As opening day gets closer, most staff should be hired, and training should take place. This will include training related to general policies, safety, the compliance plan and the EMR. This is also when you’ll start scheduling appointments for the first days and weeks the practice is open.

  • Complete OSHA, HIPAA, and compliance plan training
  • Train staff on EMR
  • Set daily/weekly/monthly reporting needs
  • Publish website
  • Make patient appointments

 

7 Days Pre-Opening

 In addition to ensuring the providers know how to document within the EMR, they also need to have a solid understanding of the documentation and coding guidelines. Any superbills or encounter forms should be approved by both the providers and the coding/billing staff. Keep in mind that at this time, you’ll also be troubleshooting anything that goes wrong, and a lot will probably not work as expected!

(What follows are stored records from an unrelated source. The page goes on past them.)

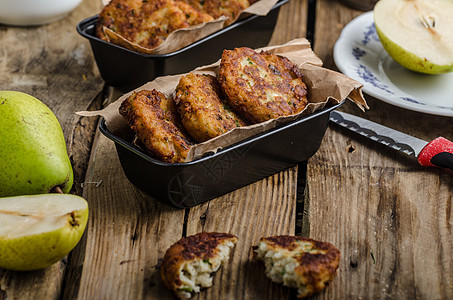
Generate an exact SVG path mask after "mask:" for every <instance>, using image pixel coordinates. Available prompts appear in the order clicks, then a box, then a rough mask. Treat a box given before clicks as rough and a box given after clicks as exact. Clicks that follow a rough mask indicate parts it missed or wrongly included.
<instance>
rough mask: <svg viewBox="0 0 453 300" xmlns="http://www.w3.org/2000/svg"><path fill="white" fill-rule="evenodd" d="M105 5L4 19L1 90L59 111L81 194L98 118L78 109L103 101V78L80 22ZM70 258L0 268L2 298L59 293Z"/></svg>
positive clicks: (74, 187)
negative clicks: (25, 19) (20, 266)
mask: <svg viewBox="0 0 453 300" xmlns="http://www.w3.org/2000/svg"><path fill="white" fill-rule="evenodd" d="M98 9H100V3H99V2H98V1H85V2H84V3H83V5H81V6H79V7H78V8H77V9H76V10H74V11H73V12H72V13H71V14H70V15H69V16H68V17H67V18H65V19H63V20H61V21H58V22H56V23H53V24H49V25H45V26H38V27H8V26H4V25H0V90H16V91H21V92H24V93H28V94H31V95H33V96H34V97H36V98H38V99H40V100H41V101H43V102H44V103H45V104H46V105H47V106H49V108H50V109H51V110H52V111H53V112H54V114H55V115H56V116H57V118H58V120H59V122H60V124H61V126H62V129H63V132H64V135H65V138H66V142H67V148H68V154H69V156H70V159H71V163H72V165H73V169H74V188H73V191H72V192H73V193H76V194H79V195H81V193H82V189H81V188H80V184H81V183H82V182H83V181H84V180H85V179H84V178H85V172H86V168H87V165H88V158H89V155H90V152H91V143H92V140H93V136H94V129H95V124H96V120H94V119H87V118H80V117H78V116H77V115H75V114H74V112H75V111H79V110H86V109H96V108H100V107H101V102H100V99H99V98H98V97H97V95H98V94H99V93H100V92H101V91H102V88H103V81H102V80H101V78H100V77H99V75H98V71H97V67H96V65H95V62H94V59H93V57H92V54H91V49H90V46H89V44H88V42H87V41H85V40H84V39H83V38H82V37H80V36H78V35H77V33H76V32H75V26H76V24H77V23H78V22H79V21H80V20H82V19H84V18H86V17H88V16H90V15H91V14H93V12H94V11H97V10H98ZM67 263H68V260H67V259H64V260H62V261H61V262H60V263H57V264H55V265H53V266H52V267H50V268H48V269H46V270H42V271H35V272H11V271H6V270H2V269H0V299H57V298H59V297H60V295H61V293H62V286H63V278H64V276H65V270H66V265H67Z"/></svg>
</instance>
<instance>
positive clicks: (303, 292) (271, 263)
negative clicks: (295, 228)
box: [255, 235, 340, 298]
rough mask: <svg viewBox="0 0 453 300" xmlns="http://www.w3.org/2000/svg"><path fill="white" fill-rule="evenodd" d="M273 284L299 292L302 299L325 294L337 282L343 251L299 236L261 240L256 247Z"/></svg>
mask: <svg viewBox="0 0 453 300" xmlns="http://www.w3.org/2000/svg"><path fill="white" fill-rule="evenodd" d="M255 253H256V255H257V257H258V259H260V260H262V261H263V262H264V264H265V266H266V275H267V277H269V278H270V279H271V280H272V281H274V282H277V283H283V285H285V286H288V287H291V288H297V289H298V295H297V297H298V298H305V297H309V296H311V295H313V294H314V293H316V292H319V291H322V290H323V289H324V288H325V287H326V286H327V285H328V284H329V282H330V281H331V280H333V279H334V277H335V274H336V271H337V269H338V265H339V261H340V251H339V250H338V249H337V248H336V247H335V246H333V245H332V244H330V243H328V242H320V241H315V240H313V239H310V238H305V237H299V236H286V235H284V236H273V237H267V238H261V239H260V242H259V244H258V246H256V247H255Z"/></svg>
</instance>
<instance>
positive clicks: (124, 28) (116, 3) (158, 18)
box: [96, 0, 213, 49]
mask: <svg viewBox="0 0 453 300" xmlns="http://www.w3.org/2000/svg"><path fill="white" fill-rule="evenodd" d="M211 20H213V18H212V17H211V16H210V15H208V14H205V13H201V12H199V11H197V10H196V9H194V8H193V7H191V6H190V5H188V4H186V3H184V2H182V1H174V0H112V1H111V2H110V3H109V4H107V5H106V6H105V7H104V9H103V10H102V11H101V13H100V15H99V19H98V22H97V25H96V36H97V37H99V38H100V39H103V40H106V41H108V40H109V39H108V38H107V36H106V35H105V34H104V31H103V27H106V28H109V29H111V30H112V31H114V32H116V33H117V34H119V35H121V36H122V37H124V38H125V39H126V40H128V41H130V42H132V43H135V44H138V45H140V46H142V47H145V48H148V49H153V48H155V47H157V46H159V45H160V44H161V43H162V42H163V41H164V40H165V38H166V37H167V36H168V35H169V34H170V33H171V32H173V31H175V30H176V29H180V28H186V27H189V26H193V25H196V24H200V23H204V22H208V21H211Z"/></svg>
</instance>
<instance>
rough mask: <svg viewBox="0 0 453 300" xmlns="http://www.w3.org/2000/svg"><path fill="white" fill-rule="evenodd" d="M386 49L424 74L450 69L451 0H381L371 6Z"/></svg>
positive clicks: (403, 62)
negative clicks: (372, 8) (372, 6)
mask: <svg viewBox="0 0 453 300" xmlns="http://www.w3.org/2000/svg"><path fill="white" fill-rule="evenodd" d="M373 14H374V22H375V25H376V31H377V34H378V36H379V39H380V40H381V43H382V45H383V47H384V49H385V50H386V51H387V53H388V54H389V55H390V56H391V57H392V58H393V59H394V60H395V61H397V62H398V63H399V64H400V65H402V66H403V67H405V68H407V69H409V70H412V71H416V72H420V73H426V74H441V73H447V72H451V71H453V0H380V1H379V2H378V3H377V4H376V6H375V7H374V10H373Z"/></svg>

  • Documentation and coding review with providers
  • Finalize superbill/encounter form, if needed
  • Post all notices required by city, state, OSHA, etc.
  • Prepare consents, HIPAA privacy notices and other documents that may be physically presented to patients
  • Inform all patients scheduled the first week to arrive early

 

Day One

 Depending on marketing and scheduling, the first day may actually be surprisingly quiet! A well-prepared practice will have a fairly quiet first day. Start looking for what’s not working in your practice, whether it’s related to scheduling, a process or even the physical placement of equipment.

  • Have IT available
  • Observe all processes
  • Provide additional training as needed
  • Run all reports early
  • Start establishing dashboards

 

30 Days After Opening

Bad habits happen fast, so be sure you’re combatting bad habits, such as unnecessary workarounds, as quickly as possible to keep your practice running efficiently in the future. Put the onus on staff to identify opportunities to improve. Focus on eliminating paper and manual processes as much as possible.

  • Have medical records and billing audited
  • Verify all staff training and orientation was completed
  • Reconcile all payer payments for accuracy
  • Monitor workflow for opportunities to improve

Remember, opening a new practice can be tough and time-consuming. While this isn’t an exhaustive to-do list, it’ll help you get started on the right foot.